Madness Monday - Joannes Abeel, "an alleged lunatic", was baptized on April 8, 1722 in Albany

Joannes (John), eldest son of Christoffel Abeel and Margarita Bries, was baptised in Albany on April 8, 1722, and was described in 1872 by J. Munsell in his "Contributions for the genealogies of the first settlers of the ancient county of Albany from 1630 to 1800" as "an alleged lunatic": 

In 1899 H. Whittmore gave additional detail about Joannes' life in his book "The Abeel and allied families": 

Joannes wasn't mad at all. In 1748 John settled in Minden, a short distance from Fort Plain. He erected a stone dwelling upon a knoll directly above the flats. He first married the daughter of a Seneca chief in an Indian ceremony and had a son, later chief Corn Plant (Ki On-Twog-Ky). On September 22, 1759, Joannes married Mary Knouts and had additional issue.  
Joannes was taken prisoner by Indians in October 1780 and expected immediate death, but when chief Corn Plant addressed him as father, his safety was secured. Soon Joannes was able to return to his white family. 

His parents, Christoffel Abeel and Margarita Bries, had married on September 23, 1720. Christoffel had been baptised in New York on December 16, 1696, as son of Johannes (John) Abeel, mayor of Albany in 1994-5 and 1709-10, and Catalina Schuyler. After losing his father at age 13, John had become a successful trader and merchant. John had died on January 28, 1711, aged 44. He was originally buried in the Second Dutch Reformed Church Cemetery on Beaver Street, one of several downtown burial grounds that had their remains removed to Albany Rural Cemetery in the 1830s.  
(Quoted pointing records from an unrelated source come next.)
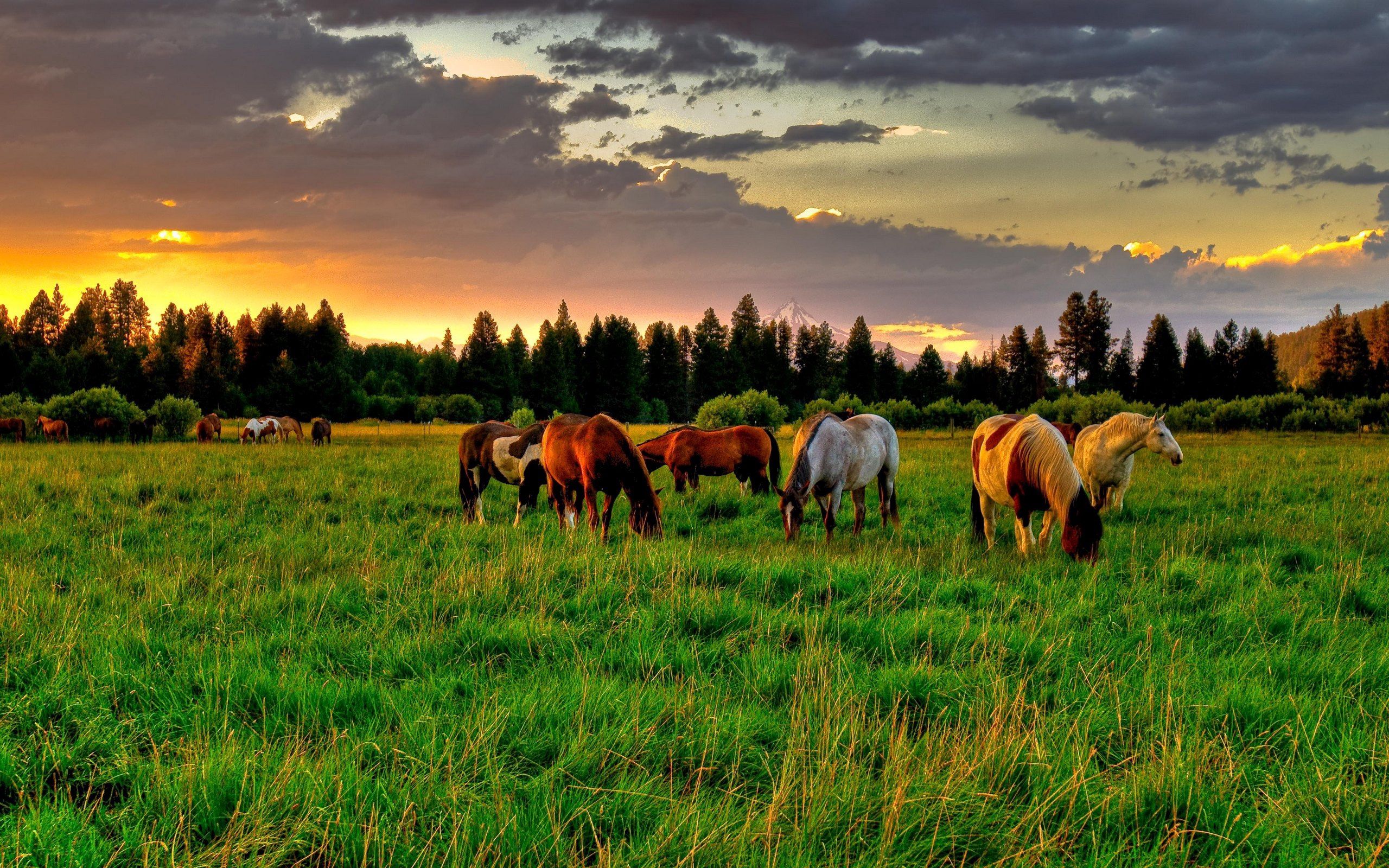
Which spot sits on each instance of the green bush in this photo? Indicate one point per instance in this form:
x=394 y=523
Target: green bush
x=175 y=416
x=81 y=409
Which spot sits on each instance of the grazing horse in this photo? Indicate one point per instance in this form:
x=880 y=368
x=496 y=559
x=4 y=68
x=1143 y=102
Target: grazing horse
x=106 y=428
x=502 y=452
x=749 y=453
x=1024 y=464
x=288 y=425
x=142 y=430
x=16 y=427
x=53 y=430
x=585 y=456
x=834 y=456
x=1105 y=453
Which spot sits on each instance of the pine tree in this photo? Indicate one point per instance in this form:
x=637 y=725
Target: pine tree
x=1159 y=378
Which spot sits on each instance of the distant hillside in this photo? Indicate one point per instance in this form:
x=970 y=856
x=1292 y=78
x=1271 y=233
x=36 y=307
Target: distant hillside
x=1298 y=350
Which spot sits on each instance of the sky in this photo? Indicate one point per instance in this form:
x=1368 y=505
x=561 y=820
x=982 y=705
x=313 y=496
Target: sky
x=945 y=170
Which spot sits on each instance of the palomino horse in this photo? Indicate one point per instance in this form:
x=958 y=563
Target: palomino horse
x=53 y=430
x=749 y=453
x=1024 y=464
x=1105 y=453
x=502 y=452
x=585 y=456
x=834 y=456
x=13 y=425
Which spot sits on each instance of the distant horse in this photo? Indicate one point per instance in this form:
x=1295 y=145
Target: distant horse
x=1024 y=464
x=585 y=456
x=1067 y=430
x=106 y=428
x=142 y=430
x=53 y=430
x=13 y=425
x=834 y=456
x=289 y=425
x=259 y=430
x=506 y=453
x=749 y=453
x=1105 y=453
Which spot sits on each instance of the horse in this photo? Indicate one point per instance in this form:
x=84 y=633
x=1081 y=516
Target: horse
x=142 y=430
x=259 y=430
x=502 y=452
x=749 y=453
x=106 y=428
x=834 y=456
x=1024 y=464
x=585 y=456
x=16 y=427
x=53 y=430
x=288 y=425
x=1105 y=453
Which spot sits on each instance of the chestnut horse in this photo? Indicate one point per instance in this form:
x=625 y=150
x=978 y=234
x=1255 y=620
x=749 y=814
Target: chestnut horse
x=502 y=452
x=13 y=425
x=585 y=456
x=749 y=453
x=53 y=430
x=1024 y=464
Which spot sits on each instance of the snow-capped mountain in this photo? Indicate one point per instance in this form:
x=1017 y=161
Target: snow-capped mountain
x=798 y=316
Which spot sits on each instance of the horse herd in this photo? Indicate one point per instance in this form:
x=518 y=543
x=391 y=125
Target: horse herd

Christoffel Abeel had been named after his grandfather, master carpenter Stoffel Janse Abeel, who had been born in The Netherlands. Both Stoffel's father and mother had fallen victim to the great plague which scourged all Europe in 1633, when Stoffel was around 12 years of age. He was placed in an orphanage and was taught the trade of a carpenter. Around 1647 Stoffel traveled to America, settling in Beaverwick, now Albany. In 1665 Stoffel made a voyage to Holland to receive a legacy from a deceased great uncle. He died in 1684.